Josep Maynou – Self Bazar

Piacenza - 02/10/2021 : 08/01/2022

UNA è lieta di annunciare Self Bazar, prima mostra personale in Italia di Josep Maynou (*1980, Barcellona) che aprirà in galleria sabato 2 ottobre.

Informazioni

  • Luogo: UNA GALLERIA
  • Indirizzo: Via Sant,Antonino 33 - Piacenza - Emilia-Romagna
  • Quando: dal 02/10/2021 - al 08/01/2022
  • Vernissage: 02/10/2021
  • Autori: Josep Maynou
  • Generi: arte contemporanea, personale
  • Orari: martedì - venerdì 16.00 - 19:00 | sabato 10:00 - 13:00 e 16:00 - 19:00 + su appuntamento

Comunicato stampa

UNA è lieta di annunciare Self Bazar, prima mostra personale in Italia di Josep Maynou (*1980, Barcellona) che aprirà in galleria sabato 2 ottobre.

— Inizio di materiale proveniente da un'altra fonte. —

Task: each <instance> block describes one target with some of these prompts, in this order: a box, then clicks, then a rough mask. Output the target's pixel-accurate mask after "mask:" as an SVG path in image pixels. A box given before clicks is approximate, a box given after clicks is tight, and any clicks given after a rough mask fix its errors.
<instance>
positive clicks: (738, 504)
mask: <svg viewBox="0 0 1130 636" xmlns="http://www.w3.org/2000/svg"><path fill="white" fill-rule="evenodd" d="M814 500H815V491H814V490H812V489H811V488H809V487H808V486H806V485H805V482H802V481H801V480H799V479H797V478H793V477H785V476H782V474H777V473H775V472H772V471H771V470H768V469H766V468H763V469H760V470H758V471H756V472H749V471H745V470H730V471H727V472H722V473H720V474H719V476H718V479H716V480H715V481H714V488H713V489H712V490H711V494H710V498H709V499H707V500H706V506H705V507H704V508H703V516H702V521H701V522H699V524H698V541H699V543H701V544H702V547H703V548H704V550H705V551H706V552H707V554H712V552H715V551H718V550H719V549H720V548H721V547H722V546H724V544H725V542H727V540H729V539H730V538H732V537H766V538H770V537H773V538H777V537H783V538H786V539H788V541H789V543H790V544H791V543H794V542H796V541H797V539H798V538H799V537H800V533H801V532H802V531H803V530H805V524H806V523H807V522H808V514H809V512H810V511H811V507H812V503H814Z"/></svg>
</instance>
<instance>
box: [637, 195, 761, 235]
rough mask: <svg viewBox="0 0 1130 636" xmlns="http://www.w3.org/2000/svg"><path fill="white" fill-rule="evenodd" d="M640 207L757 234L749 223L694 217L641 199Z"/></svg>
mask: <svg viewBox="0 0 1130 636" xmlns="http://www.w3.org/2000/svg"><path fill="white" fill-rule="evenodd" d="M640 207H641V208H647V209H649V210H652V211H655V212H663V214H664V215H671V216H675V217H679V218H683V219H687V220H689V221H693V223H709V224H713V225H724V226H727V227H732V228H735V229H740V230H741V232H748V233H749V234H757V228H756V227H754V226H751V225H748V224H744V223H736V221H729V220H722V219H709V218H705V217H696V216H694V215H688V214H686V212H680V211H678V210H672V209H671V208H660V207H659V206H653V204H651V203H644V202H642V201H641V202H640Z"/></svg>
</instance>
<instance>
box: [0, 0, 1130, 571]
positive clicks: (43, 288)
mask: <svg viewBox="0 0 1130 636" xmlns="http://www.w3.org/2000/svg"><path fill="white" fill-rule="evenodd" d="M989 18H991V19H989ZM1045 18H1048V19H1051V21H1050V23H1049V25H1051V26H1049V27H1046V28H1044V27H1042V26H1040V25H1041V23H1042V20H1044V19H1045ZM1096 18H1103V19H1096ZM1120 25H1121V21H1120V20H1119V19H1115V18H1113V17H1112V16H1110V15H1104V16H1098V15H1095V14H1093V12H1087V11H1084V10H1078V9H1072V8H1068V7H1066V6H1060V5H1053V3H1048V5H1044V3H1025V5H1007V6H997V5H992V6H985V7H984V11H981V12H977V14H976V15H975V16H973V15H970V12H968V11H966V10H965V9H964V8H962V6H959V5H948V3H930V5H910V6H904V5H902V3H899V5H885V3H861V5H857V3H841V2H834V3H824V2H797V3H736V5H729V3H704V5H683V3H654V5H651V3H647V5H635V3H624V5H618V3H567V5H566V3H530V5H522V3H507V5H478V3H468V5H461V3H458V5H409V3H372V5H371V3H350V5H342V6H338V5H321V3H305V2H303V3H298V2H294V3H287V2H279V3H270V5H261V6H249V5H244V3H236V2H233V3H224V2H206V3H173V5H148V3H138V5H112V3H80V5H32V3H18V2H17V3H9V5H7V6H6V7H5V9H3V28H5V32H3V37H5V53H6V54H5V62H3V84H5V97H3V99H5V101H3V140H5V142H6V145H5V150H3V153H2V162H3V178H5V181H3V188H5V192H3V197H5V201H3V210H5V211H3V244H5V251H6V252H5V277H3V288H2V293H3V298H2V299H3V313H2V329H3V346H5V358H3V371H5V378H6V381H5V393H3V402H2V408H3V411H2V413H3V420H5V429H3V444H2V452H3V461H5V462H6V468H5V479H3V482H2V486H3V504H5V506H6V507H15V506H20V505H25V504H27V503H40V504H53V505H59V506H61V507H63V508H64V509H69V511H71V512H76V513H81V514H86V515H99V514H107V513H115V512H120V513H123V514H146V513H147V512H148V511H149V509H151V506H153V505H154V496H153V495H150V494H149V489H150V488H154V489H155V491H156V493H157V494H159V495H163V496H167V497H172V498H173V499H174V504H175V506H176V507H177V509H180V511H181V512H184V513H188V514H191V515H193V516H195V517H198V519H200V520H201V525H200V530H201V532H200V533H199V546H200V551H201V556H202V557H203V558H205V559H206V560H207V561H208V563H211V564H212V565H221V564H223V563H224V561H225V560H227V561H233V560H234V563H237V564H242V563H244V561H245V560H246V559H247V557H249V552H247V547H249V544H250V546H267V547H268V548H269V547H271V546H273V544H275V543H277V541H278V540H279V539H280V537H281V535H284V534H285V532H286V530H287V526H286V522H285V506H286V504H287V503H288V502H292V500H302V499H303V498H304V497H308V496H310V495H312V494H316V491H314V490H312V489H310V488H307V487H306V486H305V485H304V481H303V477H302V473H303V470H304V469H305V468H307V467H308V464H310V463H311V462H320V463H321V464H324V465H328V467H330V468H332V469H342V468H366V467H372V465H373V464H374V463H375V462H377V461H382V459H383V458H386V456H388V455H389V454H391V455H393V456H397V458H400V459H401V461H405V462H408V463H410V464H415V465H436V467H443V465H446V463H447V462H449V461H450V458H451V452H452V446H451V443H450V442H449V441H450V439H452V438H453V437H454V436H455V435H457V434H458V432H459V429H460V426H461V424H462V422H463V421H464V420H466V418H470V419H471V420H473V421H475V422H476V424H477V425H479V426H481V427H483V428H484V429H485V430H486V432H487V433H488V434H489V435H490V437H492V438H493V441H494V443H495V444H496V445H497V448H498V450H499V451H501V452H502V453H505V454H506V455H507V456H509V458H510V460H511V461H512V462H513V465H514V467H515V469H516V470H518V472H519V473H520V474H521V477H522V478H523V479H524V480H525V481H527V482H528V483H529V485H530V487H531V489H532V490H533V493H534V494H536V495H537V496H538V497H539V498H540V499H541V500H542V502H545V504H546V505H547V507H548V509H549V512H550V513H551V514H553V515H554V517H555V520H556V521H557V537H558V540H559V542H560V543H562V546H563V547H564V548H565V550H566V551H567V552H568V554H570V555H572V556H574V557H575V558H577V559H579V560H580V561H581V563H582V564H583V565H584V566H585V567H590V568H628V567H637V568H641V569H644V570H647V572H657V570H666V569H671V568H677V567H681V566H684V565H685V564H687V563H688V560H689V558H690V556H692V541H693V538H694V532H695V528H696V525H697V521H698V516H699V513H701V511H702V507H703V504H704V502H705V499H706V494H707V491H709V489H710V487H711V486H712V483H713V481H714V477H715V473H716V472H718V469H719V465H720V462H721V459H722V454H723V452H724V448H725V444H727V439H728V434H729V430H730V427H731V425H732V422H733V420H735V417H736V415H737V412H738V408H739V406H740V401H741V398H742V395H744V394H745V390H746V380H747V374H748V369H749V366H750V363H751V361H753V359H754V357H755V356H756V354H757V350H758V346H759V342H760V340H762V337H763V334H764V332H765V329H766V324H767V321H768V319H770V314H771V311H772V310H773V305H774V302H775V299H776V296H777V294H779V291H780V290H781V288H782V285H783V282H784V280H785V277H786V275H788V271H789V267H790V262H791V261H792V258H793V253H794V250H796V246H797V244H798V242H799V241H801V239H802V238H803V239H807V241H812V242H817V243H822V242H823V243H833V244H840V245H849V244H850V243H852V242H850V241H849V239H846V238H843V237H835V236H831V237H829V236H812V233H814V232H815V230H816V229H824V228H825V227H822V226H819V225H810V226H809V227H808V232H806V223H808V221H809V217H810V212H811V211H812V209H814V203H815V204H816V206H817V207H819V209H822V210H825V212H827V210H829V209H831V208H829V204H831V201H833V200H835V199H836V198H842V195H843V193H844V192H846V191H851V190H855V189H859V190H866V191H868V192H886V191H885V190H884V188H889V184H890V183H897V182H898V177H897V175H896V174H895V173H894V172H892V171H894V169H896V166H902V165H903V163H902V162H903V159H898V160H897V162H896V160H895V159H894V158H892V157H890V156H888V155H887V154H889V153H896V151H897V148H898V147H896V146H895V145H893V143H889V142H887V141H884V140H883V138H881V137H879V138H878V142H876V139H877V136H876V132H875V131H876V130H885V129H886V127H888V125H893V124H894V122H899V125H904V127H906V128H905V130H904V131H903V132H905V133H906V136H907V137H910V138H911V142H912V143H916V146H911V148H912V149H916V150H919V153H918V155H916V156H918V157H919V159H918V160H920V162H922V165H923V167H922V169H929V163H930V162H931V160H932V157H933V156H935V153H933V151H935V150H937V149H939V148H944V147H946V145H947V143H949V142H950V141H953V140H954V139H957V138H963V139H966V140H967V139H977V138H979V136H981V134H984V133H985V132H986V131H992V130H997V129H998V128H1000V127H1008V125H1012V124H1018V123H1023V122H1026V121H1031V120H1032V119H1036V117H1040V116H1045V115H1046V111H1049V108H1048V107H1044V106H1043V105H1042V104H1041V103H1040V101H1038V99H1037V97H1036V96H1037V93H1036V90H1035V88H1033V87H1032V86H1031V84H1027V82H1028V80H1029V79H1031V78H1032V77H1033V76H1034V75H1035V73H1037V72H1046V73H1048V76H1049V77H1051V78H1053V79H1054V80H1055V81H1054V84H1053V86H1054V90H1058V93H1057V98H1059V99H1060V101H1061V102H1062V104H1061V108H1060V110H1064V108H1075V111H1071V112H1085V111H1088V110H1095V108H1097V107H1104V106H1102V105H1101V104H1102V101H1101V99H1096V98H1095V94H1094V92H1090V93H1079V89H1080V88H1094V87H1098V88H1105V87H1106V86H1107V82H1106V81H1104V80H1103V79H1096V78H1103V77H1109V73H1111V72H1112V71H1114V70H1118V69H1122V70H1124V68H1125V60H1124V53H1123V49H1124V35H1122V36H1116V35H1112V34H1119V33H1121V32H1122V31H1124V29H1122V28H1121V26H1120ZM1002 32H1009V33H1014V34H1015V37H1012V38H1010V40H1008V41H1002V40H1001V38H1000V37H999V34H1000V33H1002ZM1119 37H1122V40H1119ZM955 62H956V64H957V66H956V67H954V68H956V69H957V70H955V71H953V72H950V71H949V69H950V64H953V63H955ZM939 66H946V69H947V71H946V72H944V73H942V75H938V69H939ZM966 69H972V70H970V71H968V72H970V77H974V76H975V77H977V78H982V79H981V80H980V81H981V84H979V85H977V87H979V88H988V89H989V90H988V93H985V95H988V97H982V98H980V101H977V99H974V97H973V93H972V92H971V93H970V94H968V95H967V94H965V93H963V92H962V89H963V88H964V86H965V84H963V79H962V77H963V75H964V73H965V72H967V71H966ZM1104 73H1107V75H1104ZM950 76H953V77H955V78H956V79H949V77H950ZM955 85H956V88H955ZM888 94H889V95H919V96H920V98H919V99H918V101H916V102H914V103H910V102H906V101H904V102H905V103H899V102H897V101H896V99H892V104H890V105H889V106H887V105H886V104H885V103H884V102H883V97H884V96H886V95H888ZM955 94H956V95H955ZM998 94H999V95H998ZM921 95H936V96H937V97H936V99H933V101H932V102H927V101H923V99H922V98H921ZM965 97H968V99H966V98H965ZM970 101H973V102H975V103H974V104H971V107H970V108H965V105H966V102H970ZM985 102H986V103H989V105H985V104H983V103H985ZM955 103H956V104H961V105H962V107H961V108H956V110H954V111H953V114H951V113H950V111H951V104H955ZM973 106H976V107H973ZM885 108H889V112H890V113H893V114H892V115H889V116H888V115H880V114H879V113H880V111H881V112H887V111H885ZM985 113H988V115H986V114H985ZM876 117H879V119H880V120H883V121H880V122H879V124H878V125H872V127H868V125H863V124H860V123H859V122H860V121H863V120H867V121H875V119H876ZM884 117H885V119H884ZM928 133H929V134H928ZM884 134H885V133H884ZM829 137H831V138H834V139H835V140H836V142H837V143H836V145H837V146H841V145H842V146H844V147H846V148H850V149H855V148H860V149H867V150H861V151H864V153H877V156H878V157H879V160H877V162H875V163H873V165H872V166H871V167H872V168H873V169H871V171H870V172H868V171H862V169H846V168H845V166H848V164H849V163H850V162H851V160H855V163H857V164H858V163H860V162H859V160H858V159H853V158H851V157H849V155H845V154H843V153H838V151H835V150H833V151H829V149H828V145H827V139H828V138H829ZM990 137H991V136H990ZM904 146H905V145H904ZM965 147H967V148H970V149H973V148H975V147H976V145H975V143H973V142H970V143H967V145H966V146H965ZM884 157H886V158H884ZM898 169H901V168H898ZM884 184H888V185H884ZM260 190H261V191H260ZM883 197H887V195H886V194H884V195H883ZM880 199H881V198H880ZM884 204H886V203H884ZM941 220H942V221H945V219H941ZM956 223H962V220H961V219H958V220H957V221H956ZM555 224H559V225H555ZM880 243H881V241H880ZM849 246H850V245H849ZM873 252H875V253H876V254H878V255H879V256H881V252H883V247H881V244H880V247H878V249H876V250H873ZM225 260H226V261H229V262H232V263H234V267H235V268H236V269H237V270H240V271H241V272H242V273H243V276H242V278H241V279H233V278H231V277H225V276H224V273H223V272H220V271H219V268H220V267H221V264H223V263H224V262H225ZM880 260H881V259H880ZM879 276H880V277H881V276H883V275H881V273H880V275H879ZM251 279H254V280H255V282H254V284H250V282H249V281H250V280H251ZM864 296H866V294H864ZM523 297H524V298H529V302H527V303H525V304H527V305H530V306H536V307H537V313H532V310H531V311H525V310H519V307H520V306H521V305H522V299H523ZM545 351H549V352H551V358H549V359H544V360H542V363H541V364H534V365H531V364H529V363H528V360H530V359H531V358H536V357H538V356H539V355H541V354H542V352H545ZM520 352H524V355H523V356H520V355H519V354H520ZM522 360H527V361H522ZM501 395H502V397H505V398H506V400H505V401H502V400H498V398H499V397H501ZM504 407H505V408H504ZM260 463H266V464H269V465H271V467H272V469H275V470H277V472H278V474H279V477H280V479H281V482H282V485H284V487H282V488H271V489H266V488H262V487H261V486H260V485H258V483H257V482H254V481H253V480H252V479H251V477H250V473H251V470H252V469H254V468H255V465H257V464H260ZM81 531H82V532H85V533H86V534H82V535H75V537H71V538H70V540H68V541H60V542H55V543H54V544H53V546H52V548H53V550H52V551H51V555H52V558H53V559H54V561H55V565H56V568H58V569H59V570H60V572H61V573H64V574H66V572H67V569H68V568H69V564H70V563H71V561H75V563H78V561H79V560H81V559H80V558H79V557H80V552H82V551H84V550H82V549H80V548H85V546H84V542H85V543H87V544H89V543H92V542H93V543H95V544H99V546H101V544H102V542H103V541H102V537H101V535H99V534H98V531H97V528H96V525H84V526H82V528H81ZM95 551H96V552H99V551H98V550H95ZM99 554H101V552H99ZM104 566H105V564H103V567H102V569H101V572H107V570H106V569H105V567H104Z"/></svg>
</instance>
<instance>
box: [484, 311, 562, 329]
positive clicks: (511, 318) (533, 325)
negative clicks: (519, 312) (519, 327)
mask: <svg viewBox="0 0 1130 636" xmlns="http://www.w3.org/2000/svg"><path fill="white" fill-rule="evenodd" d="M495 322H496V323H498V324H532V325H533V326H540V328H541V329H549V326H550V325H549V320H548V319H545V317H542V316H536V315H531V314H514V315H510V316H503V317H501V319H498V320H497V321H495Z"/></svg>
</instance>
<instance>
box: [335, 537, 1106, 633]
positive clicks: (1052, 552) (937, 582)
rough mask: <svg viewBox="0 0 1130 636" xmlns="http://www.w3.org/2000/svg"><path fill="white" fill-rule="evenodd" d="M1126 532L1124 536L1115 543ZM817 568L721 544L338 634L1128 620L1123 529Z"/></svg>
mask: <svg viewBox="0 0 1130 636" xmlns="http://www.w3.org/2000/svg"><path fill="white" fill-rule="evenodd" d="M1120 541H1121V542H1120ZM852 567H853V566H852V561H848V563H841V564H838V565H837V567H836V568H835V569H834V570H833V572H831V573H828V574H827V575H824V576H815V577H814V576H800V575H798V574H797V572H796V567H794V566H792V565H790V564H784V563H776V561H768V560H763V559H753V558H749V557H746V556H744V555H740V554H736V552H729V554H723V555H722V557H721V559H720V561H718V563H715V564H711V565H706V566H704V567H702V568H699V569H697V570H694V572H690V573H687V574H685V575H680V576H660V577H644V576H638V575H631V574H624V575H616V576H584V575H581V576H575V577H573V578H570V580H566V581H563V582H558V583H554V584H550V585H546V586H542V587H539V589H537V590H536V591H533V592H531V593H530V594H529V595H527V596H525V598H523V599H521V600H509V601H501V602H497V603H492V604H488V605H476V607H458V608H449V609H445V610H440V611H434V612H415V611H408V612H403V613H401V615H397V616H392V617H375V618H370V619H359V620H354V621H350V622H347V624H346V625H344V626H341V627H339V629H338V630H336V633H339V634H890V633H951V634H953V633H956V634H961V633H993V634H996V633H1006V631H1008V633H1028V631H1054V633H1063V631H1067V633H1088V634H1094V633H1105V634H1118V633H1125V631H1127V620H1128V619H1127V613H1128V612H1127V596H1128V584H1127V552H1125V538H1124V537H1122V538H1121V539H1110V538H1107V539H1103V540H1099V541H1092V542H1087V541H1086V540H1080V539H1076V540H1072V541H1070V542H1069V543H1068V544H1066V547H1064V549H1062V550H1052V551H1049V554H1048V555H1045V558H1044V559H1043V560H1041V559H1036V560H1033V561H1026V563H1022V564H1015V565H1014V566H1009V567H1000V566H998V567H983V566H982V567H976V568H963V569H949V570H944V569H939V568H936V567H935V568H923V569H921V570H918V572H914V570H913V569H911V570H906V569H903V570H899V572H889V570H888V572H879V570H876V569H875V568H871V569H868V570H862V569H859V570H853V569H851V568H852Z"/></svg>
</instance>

Snodandosi tra pratica performativa e utilizzo di oggetti quotidiani, Maynou propone una forma di narrazione contemporanea, una visione immaginaria della vita di ogni giorno raccontata attraverso l'ironia dei suoi oggetti. Come un diario, questi elementi raccontano la storia di un momento specifico, costituendo il riferimento storico e contenutistico dell'aspetto performativo della pratica dell'artista



Qualsiasi oggetto di uso quotidiano può diventare la base per le opere di Maynou: un tavolo, una sedia, il telaio di una finestra, un pannello di legno o piatti di ceramica. Dipinte a mano, le opere della serie Gallerists' Favourites si presentano come i piatti più conosciuti della tradizione italiana e, ancor di più, quelli preferiti dalle galleriste di UNA. Nella serie Chocolate Diaries Josep affronta con spirito ironico la mancanza di materiali di lavoro durante il lockdown del 2020 utilizzando gli involucri delle barette di cioccolato, divorate durante le ore trascorse in casa, come una sorta di “quaderni per gli appunti”, sui quali vengono annotate idee per lavori non ancora realizzati, stralci di conversazione che sembrava importante non dimenticare, frammenti di esercizi di una lezione di francese, disegni...

La mostra di Maynou trasformerà gli spazi della galleria letteralmente in un "Self Bazar", in cui si dispiega una presentazione giocosamente disordinata di oggetti quotidiani, trasformati in opere d'arte, che raccontano una storia individuale e collettiva.